The European stock market ended on a strong note, with the pan-European STOXX 600 rising by 2%. Germany’s DAX led the charge with a 3.86% increase, followed by Italy’s FTSE MIB, which rose 4%, and France’s CAC 40, which posted a 2.65% gain. The UK’s FTSE 100 saw a modest 0.26% rise.

European stocks benefited from easing concerns about political unrest in France and growing expectations of a policy shift at the European Central Bank (ECB). Political turmoil in France briefly unsettled markets after Prime Minister Michel Barnier’s government collapsed. Parliament passed a no-confidence motion led by opposition parties challenging the 2025 deficit-cutting budget proposal.

The spread between French and German 10-year bond yields widened to 90 basis points, the largest margin since 2012, reflecting heightened financial risk. Investor sentiment improved after President Macron announced plans to form a “government of general interest” and meet with political leaders from across the spectrum.

Economic indicators painted a less optimistic picture for Europe. German industrial output fell by 1% month-over-month, and factory orders declined by 1.5%, signaling sluggishness in manufacturing. Retail sales in the eurozone dropped 0.5% in October after a 0.5% gain in September, driven by declines in non-food product and auto fuel sales. Meanwhile, ECB Chief Economist Philip Lane signaled a shift away from data dependency, indicating that future policy decisions would be more forward-looking. This shift suggests that rate adjustments will be based on anticipated risks rather than backward-looking data.

Bank of England (BoE) Governor Andrew Bailey hinted at the possibility of up to four interest rate cuts in 2024. This comes as the BoE anticipates that inflation will continue to fall, supporting rate cuts to revive economic growth. Markets reacted positively to the prospect of easier financial conditions in the UK, though uncertainties remain regarding the broader European economic outlook.

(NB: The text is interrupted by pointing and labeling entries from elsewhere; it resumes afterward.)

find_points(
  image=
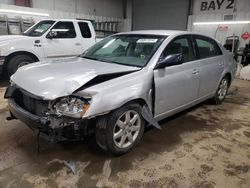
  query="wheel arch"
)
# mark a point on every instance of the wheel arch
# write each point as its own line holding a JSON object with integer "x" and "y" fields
{"x": 229, "y": 77}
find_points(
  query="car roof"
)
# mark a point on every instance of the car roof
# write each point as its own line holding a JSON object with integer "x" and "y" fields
{"x": 158, "y": 32}
{"x": 72, "y": 20}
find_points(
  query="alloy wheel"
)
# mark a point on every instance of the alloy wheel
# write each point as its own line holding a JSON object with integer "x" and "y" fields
{"x": 127, "y": 129}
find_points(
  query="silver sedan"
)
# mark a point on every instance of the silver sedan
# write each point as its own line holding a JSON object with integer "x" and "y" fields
{"x": 120, "y": 85}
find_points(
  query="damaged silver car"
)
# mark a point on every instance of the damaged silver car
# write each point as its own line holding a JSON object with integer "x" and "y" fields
{"x": 119, "y": 86}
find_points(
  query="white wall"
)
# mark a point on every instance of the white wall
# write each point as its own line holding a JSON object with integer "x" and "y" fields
{"x": 107, "y": 8}
{"x": 241, "y": 10}
{"x": 160, "y": 14}
{"x": 7, "y": 2}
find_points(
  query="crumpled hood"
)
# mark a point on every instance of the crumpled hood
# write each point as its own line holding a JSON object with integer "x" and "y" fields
{"x": 53, "y": 79}
{"x": 7, "y": 38}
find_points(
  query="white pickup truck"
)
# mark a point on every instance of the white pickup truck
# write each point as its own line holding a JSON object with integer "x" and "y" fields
{"x": 47, "y": 39}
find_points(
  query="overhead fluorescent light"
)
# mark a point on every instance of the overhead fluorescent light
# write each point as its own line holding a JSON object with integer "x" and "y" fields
{"x": 24, "y": 12}
{"x": 221, "y": 23}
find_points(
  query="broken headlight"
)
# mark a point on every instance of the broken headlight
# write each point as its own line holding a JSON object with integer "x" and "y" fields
{"x": 71, "y": 106}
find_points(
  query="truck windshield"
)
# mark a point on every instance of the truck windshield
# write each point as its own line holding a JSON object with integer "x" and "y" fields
{"x": 39, "y": 29}
{"x": 131, "y": 49}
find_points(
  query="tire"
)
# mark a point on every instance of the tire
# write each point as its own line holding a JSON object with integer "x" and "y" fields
{"x": 119, "y": 137}
{"x": 221, "y": 91}
{"x": 16, "y": 62}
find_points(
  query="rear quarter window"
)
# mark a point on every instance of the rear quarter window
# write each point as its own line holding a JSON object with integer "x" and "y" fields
{"x": 207, "y": 47}
{"x": 85, "y": 30}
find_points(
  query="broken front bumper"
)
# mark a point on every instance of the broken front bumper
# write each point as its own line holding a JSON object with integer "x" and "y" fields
{"x": 75, "y": 131}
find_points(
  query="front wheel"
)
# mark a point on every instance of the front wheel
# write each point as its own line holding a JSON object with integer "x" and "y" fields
{"x": 222, "y": 90}
{"x": 121, "y": 130}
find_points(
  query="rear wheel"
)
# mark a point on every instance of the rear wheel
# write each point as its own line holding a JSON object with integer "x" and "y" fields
{"x": 17, "y": 62}
{"x": 221, "y": 91}
{"x": 121, "y": 130}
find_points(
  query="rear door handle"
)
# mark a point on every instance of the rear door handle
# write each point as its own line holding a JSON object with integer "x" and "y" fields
{"x": 196, "y": 71}
{"x": 221, "y": 64}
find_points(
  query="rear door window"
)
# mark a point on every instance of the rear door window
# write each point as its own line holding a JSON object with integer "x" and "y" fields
{"x": 64, "y": 30}
{"x": 180, "y": 45}
{"x": 85, "y": 30}
{"x": 207, "y": 47}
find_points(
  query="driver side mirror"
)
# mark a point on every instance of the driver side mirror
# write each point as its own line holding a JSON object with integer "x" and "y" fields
{"x": 170, "y": 60}
{"x": 52, "y": 34}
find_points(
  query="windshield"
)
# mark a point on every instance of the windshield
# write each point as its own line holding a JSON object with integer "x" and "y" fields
{"x": 39, "y": 29}
{"x": 132, "y": 50}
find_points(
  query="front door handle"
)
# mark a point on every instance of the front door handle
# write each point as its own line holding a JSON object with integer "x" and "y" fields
{"x": 196, "y": 71}
{"x": 221, "y": 64}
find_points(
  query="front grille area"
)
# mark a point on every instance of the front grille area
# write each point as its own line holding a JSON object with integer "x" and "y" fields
{"x": 32, "y": 104}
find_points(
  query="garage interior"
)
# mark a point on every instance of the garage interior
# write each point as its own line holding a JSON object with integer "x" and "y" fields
{"x": 206, "y": 146}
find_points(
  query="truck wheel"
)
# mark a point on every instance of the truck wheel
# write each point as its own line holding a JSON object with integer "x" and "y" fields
{"x": 121, "y": 130}
{"x": 221, "y": 91}
{"x": 16, "y": 62}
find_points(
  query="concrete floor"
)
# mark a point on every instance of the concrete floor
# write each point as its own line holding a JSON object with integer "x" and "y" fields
{"x": 207, "y": 146}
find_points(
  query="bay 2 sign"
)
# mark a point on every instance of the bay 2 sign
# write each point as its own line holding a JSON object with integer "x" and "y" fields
{"x": 217, "y": 5}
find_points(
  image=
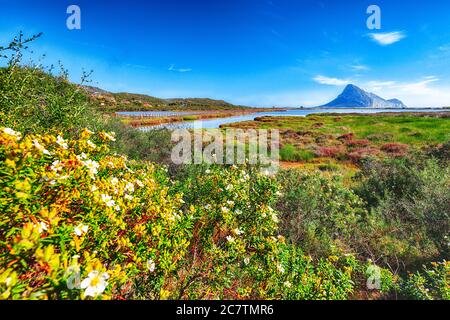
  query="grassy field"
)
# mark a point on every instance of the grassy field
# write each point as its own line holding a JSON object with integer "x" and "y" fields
{"x": 346, "y": 139}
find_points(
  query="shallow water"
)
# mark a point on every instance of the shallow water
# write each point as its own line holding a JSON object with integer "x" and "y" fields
{"x": 216, "y": 123}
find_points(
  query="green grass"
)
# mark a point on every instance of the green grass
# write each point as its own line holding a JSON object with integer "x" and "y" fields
{"x": 353, "y": 137}
{"x": 292, "y": 154}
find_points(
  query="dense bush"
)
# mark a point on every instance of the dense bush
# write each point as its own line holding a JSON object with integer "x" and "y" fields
{"x": 318, "y": 213}
{"x": 413, "y": 198}
{"x": 78, "y": 222}
{"x": 70, "y": 209}
{"x": 432, "y": 283}
{"x": 36, "y": 99}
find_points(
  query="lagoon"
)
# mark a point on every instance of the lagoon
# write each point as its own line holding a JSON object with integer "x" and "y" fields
{"x": 216, "y": 123}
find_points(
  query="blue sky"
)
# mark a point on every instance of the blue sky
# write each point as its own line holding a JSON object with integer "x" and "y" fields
{"x": 253, "y": 52}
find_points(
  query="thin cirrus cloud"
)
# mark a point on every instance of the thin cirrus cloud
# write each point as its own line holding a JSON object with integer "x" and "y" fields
{"x": 172, "y": 68}
{"x": 387, "y": 38}
{"x": 359, "y": 67}
{"x": 331, "y": 81}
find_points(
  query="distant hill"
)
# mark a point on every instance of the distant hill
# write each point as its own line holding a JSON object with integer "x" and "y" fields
{"x": 355, "y": 97}
{"x": 113, "y": 102}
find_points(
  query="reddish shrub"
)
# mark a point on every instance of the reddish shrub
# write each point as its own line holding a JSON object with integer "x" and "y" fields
{"x": 358, "y": 143}
{"x": 361, "y": 153}
{"x": 394, "y": 148}
{"x": 347, "y": 136}
{"x": 330, "y": 152}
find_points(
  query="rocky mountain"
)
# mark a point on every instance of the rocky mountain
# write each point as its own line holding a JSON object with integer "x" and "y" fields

Japan’s stock market posted solid gains, with the Nikkei 225 increasing 2.3% and the broader TOPIX rising 1.7%. Export-heavy sectors benefited from the depreciation of the yen, which fell to the mid-150 range against the U.S. dollar. The weaker yen boosts the competitiveness of Japanese exports, driving profitability for export-oriented firms. In the fixed income market, Japanese government bond yields remained stable, with the 10-year yield closing flat at 1.06% amid uncertainty surrounding the Bank of Japan’s (BoJ) next rate decision.

The BoJ is expected to deliver its next monetary policy decision on December 19, with market participants split on whether the next rate hike will come in December or January. Toyoaki Nakamura, a member of the BoJ board, suggested that incoming data on wages and economic growth would shape the decision. Governor Kazuo Ueda indicated the bank would also wait for clarity on U.S. trade policy before committing to a rate hike, signaling a more cautious approach.

Chinese markets also saw a strong week, with the Shanghai Composite Index rising 2.33% and the CSI 300 up 1.44%. Investors anticipate additional government support from the Central Economic Work Conference, a major policy-setting event beginning on December 11.

During this meeting, China’s leaders are expected to outline new stimulus measures, as well as next year’s economic growth targets. China’s official manufacturing Purchasing Managers’ Index (PMI) rose to 50.3 in November from 50.1 in October, remaining above the 50-point growth threshold. Meanwhile, the private Caixin/S&P Global manufacturing survey showed an increase to 51.5 in November from 50.3 the prior month.

While Japan’s currency-driven market strength and China’s potential stimulus supported risk-on sentiment, European political risks were a reminder of underlying vulnerabilities. Nevertheless, with the U.S. job market showing strength and expectations for Federal Reserve rate cuts rising, the broader market mood was optimistic heading into December.